Federal investigators are analyzing device’s content, although it is unclear how agency gained access
Federal investigators are analyzing device’s content, although it is unclear how agency gained access
The FBI has gained access to the phone of the suspected gunman who opened fire on Donald Trump’s rally and is analyzing the device’s contents, the agency stated in a press release on Monday afternoon. The shooting, which killed one audience member and left Trump bleeding from one ear, is being investigated as an assassination attempt.
Authorities have been working to determine the motive behind the attack at Trump’s campaign rally on Saturday, but no clear picture has yet emerged. The gunman, identified as 20-year-old Thomas Matthew Crooks by the FBI, was shot and killed in the incident.
Federal investigators announced on Sunday that they had obtained Crooks’s cellphone, but had issues with bypassing its password protections to access the data within. FBI investigators then shipped the phone to a lab in Virginia, where agents successfully gained access, per the bureau’s press release.

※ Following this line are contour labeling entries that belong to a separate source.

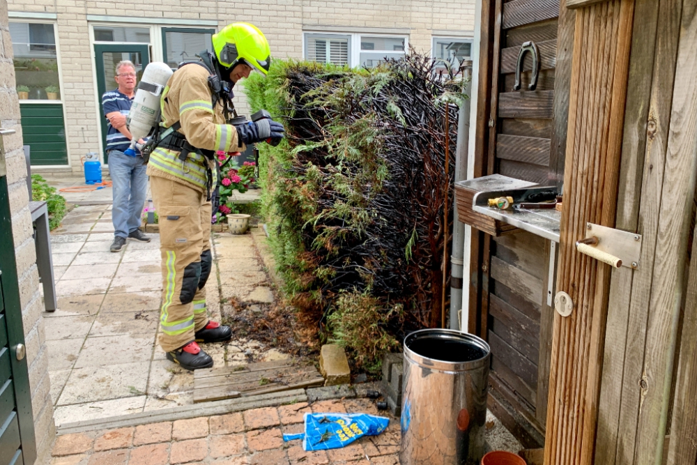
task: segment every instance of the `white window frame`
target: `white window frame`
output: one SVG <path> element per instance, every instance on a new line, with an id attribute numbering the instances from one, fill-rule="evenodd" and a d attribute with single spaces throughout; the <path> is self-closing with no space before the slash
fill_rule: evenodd
<path id="1" fill-rule="evenodd" d="M 56 63 L 58 64 L 58 86 L 60 88 L 61 98 L 57 100 L 22 100 L 21 103 L 35 104 L 35 103 L 49 103 L 52 105 L 60 105 L 63 108 L 63 125 L 66 130 L 66 151 L 68 153 L 68 165 L 38 165 L 31 167 L 32 169 L 36 169 L 37 172 L 42 170 L 51 170 L 59 168 L 70 167 L 72 166 L 72 157 L 70 153 L 70 136 L 68 130 L 68 114 L 66 113 L 66 105 L 63 101 L 65 89 L 63 84 L 63 63 L 61 60 L 61 40 L 58 33 L 58 21 L 55 20 L 46 20 L 33 17 L 24 17 L 15 16 L 10 13 L 9 14 L 9 22 L 25 22 L 31 24 L 53 24 L 54 39 L 56 41 Z M 13 65 L 14 67 L 14 64 Z"/>
<path id="2" fill-rule="evenodd" d="M 434 36 L 431 38 L 431 58 L 435 59 L 436 57 L 436 41 L 445 41 L 450 40 L 450 42 L 468 42 L 470 44 L 470 56 L 469 59 L 472 59 L 472 54 L 474 47 L 474 39 L 468 37 L 452 37 L 448 36 Z"/>
<path id="3" fill-rule="evenodd" d="M 171 28 L 183 28 L 187 29 L 215 29 L 217 31 L 218 28 L 215 26 L 195 26 L 192 24 L 174 24 L 169 22 L 166 22 L 163 24 L 144 24 L 142 22 L 109 22 L 109 21 L 90 21 L 89 22 L 89 46 L 90 46 L 90 54 L 92 56 L 92 84 L 94 89 L 94 114 L 97 115 L 98 118 L 101 117 L 99 112 L 99 102 L 101 101 L 102 96 L 98 94 L 98 87 L 97 87 L 97 70 L 94 67 L 95 56 L 94 54 L 94 46 L 95 45 L 148 45 L 150 47 L 150 62 L 153 61 L 164 61 L 164 54 L 162 50 L 162 29 L 171 29 Z M 99 27 L 100 26 L 109 26 L 109 27 L 137 27 L 140 29 L 147 29 L 150 30 L 150 42 L 103 42 L 100 40 L 95 40 L 94 39 L 94 27 L 96 26 Z M 65 106 L 63 106 L 63 112 L 65 112 Z M 108 165 L 105 165 L 104 163 L 104 147 L 102 145 L 102 125 L 98 125 L 98 134 L 99 135 L 98 141 L 98 153 L 100 161 L 104 166 L 108 167 Z"/>
<path id="4" fill-rule="evenodd" d="M 307 41 L 307 36 L 308 35 L 315 35 L 315 36 L 326 36 L 327 37 L 336 37 L 337 36 L 344 36 L 349 38 L 348 40 L 348 49 L 349 49 L 349 57 L 348 57 L 348 66 L 351 68 L 356 68 L 360 66 L 360 52 L 367 52 L 370 53 L 379 53 L 381 52 L 384 52 L 385 53 L 403 53 L 406 54 L 406 51 L 409 49 L 409 36 L 407 34 L 391 34 L 388 33 L 376 33 L 376 32 L 346 32 L 341 30 L 338 30 L 333 32 L 327 32 L 325 31 L 313 31 L 312 29 L 304 29 L 302 31 L 302 59 L 307 60 L 307 56 L 305 53 L 306 47 L 305 43 Z M 388 38 L 399 38 L 404 39 L 404 50 L 395 51 L 395 50 L 361 50 L 360 49 L 360 38 L 361 37 L 384 37 Z"/>

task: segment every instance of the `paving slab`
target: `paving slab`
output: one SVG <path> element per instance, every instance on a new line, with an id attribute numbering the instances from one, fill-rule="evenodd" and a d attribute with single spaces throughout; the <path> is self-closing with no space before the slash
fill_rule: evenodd
<path id="1" fill-rule="evenodd" d="M 74 368 L 58 405 L 144 396 L 149 368 L 142 362 Z"/>
<path id="2" fill-rule="evenodd" d="M 75 315 L 47 318 L 44 322 L 46 340 L 59 339 L 80 339 L 87 337 L 95 315 Z"/>
<path id="3" fill-rule="evenodd" d="M 77 253 L 82 247 L 82 242 L 57 242 L 51 241 L 51 252 L 54 254 Z"/>
<path id="4" fill-rule="evenodd" d="M 106 294 L 112 282 L 110 277 L 91 277 L 82 280 L 61 280 L 56 283 L 56 295 L 89 296 Z"/>
<path id="5" fill-rule="evenodd" d="M 75 368 L 101 366 L 105 363 L 148 361 L 152 356 L 153 340 L 154 335 L 151 334 L 88 337 Z"/>
<path id="6" fill-rule="evenodd" d="M 158 330 L 158 310 L 105 312 L 97 317 L 89 332 L 89 337 L 98 336 L 116 336 L 120 335 L 148 335 L 151 336 Z"/>
<path id="7" fill-rule="evenodd" d="M 73 265 L 98 265 L 101 264 L 117 264 L 121 261 L 121 252 L 81 252 L 73 260 Z"/>
<path id="8" fill-rule="evenodd" d="M 105 312 L 141 312 L 159 310 L 162 293 L 158 291 L 116 293 L 107 292 L 102 304 Z"/>
<path id="9" fill-rule="evenodd" d="M 48 366 L 51 369 L 69 369 L 72 368 L 80 353 L 82 339 L 60 339 L 47 340 L 48 348 Z"/>
<path id="10" fill-rule="evenodd" d="M 58 310 L 43 314 L 44 318 L 70 315 L 96 314 L 104 300 L 103 294 L 58 298 Z"/>
<path id="11" fill-rule="evenodd" d="M 151 273 L 116 276 L 112 281 L 109 291 L 115 293 L 146 292 L 148 291 L 159 291 L 162 289 L 162 275 L 160 273 Z"/>
<path id="12" fill-rule="evenodd" d="M 112 416 L 139 413 L 145 406 L 146 395 L 85 402 L 77 405 L 59 406 L 54 410 L 56 426 L 76 421 L 108 418 Z"/>
<path id="13" fill-rule="evenodd" d="M 162 256 L 160 249 L 151 250 L 130 250 L 126 249 L 123 254 L 123 263 L 133 261 L 156 261 L 160 260 Z"/>
<path id="14" fill-rule="evenodd" d="M 99 243 L 93 243 L 98 244 Z M 61 279 L 82 280 L 85 277 L 114 277 L 118 264 L 98 264 L 96 265 L 71 265 Z"/>
<path id="15" fill-rule="evenodd" d="M 77 252 L 52 253 L 51 254 L 51 258 L 53 261 L 53 266 L 67 266 L 70 264 L 70 262 L 72 261 L 76 255 L 77 255 Z"/>

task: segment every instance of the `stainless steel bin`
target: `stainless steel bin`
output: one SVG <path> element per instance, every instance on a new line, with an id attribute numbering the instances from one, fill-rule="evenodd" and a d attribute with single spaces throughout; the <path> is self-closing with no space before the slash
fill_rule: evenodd
<path id="1" fill-rule="evenodd" d="M 404 339 L 401 465 L 479 464 L 484 452 L 491 349 L 445 329 Z"/>

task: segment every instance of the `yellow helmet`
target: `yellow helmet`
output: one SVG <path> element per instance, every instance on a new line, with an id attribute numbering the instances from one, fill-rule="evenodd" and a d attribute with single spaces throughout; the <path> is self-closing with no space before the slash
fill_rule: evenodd
<path id="1" fill-rule="evenodd" d="M 213 49 L 218 63 L 231 70 L 245 63 L 264 75 L 271 65 L 271 51 L 263 33 L 253 24 L 235 22 L 213 34 Z"/>

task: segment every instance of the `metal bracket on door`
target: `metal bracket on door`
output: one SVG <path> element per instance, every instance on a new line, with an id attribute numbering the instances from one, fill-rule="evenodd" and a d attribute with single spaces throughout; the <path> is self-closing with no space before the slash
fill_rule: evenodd
<path id="1" fill-rule="evenodd" d="M 576 243 L 576 250 L 613 268 L 637 270 L 641 256 L 641 235 L 599 224 L 586 223 L 585 238 Z"/>
<path id="2" fill-rule="evenodd" d="M 513 86 L 514 91 L 521 90 L 521 73 L 523 72 L 523 60 L 527 52 L 533 54 L 533 76 L 530 77 L 528 89 L 534 91 L 537 87 L 537 76 L 539 75 L 539 50 L 532 40 L 526 42 L 521 45 L 518 52 L 518 63 L 516 65 L 516 83 Z"/>

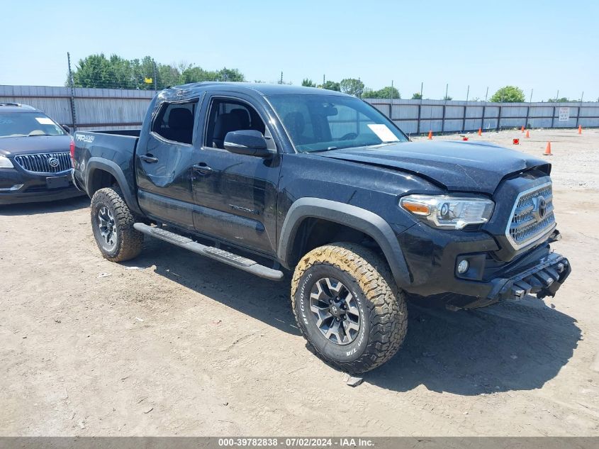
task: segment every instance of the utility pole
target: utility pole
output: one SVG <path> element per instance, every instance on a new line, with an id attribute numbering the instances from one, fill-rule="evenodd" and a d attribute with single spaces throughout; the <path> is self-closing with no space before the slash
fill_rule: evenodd
<path id="1" fill-rule="evenodd" d="M 73 119 L 73 131 L 77 131 L 77 114 L 75 110 L 75 85 L 73 72 L 71 71 L 71 54 L 67 52 L 67 62 L 69 65 L 69 84 L 71 86 L 71 117 Z"/>
<path id="2" fill-rule="evenodd" d="M 154 61 L 154 92 L 157 92 L 158 91 L 158 80 L 156 79 L 156 61 Z"/>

Crooks, who left behind no immediately available manifesto or record of the attack, unlike many other modern assassination plots or mass shootings. He was registered as a Republican voter and donated $15 to a Democratic-allied organization but did not maintain a large online presence.
Someone with the same name made the donation. At this point, we do not know if it was the assassin who made the donation, or an 80 year old with the same name.
ActBlue Charities Inc. is an American political action committee and fundraising platform established for serving left-leaning and Democratic nonprofits and politicians.
Federal Election Commission records show that a donor listed as Thomas Crooks with the gunman’s street address gave $15 to Progressive Turnout Project, a Democratic-aligned political action committee, on Inauguration Day in January 2021, when Crooks was 17.